Fixed-benefit annuities guarantee a minimum annuity benefit payment per dollar of accumulated value, similar to settlement options under life insurance policies.
Variable-benefit annuities make no guarantees. Variable benefit payments depend on the market value of the assets in the separate accounts.
About 90 percent of all outstanding annuity contracts fall into the fixed-rate category, but variable annuities are becoming increasingly popular (variable annuities are also fairly new compared to the long history of fixed annuities). The investment account in a fixed-rate contract operates much like the cash value account of a universal life policy. The annuity investment earns a fixed rate, which the insurer often guarantees for the first one to five (occasionally as many as ten) years of the contract. After that time, the rate depends on the investment success of the insurer’s general portfolio (subject to a guaranteed floor, typically 3 to 4.5 percent). The fixed-rate contract gives the contract owner no choice or say in the underlying investments.
Some fixed-rate contracts have a bailout provision. If the contract return falls below the bailout rate, the contract owner can terminate the contract without cost (i.e., without surrender charges).
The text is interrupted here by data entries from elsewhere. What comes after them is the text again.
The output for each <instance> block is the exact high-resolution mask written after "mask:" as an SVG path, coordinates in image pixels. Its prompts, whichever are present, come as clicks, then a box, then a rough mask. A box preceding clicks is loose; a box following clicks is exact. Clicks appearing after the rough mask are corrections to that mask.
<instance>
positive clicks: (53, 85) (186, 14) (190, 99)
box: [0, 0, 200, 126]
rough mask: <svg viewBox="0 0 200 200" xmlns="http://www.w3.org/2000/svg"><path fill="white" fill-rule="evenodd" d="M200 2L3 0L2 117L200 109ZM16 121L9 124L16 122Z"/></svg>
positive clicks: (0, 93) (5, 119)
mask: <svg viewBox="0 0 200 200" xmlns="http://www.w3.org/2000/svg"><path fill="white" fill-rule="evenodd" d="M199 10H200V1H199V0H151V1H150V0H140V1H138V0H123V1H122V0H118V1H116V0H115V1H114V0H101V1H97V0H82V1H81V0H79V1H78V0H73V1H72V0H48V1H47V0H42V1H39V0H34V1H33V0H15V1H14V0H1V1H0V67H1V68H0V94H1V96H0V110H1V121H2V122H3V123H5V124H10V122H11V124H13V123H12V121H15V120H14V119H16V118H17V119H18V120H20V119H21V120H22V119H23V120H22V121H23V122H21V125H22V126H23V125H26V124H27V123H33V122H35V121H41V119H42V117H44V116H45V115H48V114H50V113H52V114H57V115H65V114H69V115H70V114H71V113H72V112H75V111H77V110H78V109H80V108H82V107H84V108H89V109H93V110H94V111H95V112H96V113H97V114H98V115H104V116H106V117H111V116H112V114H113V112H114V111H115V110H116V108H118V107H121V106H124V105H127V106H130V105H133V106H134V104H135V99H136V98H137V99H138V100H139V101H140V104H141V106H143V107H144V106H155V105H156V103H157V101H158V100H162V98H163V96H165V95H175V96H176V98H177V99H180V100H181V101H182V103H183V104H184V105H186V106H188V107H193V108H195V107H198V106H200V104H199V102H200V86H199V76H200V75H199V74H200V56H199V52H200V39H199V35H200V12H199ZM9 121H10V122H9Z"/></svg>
In the past two decades variable annuities have become quite popular because, in return for the assumption of greater risk, the contract owner may obtain both greater investment flexibility and a (potentially) higher return. (However, since the bear market of 2007-2009, not surprisingly, variable annuities have been less popular.) The contract owner can select from among a number of separate accounts that are similar to mutual fund investments. The investment options typically include diversified stock, bond, and money market funds. Most insurers also now offer a broad array of alternative funds such as specialized stock funds (sector funds, small capitalization stock funds, index funds), foreign stock and bond funds, junk bond funds, real estate equity and mortgage funds, GNMA-type funds, and asset allocation funds (where the company’s investment manager selects portfolio weights allocating investments among the other funds). It is important to note that although there is a great deal of latitude in investment selection, the investor is limited exclusively to the selection of investment choices that are offered within the annuity contract.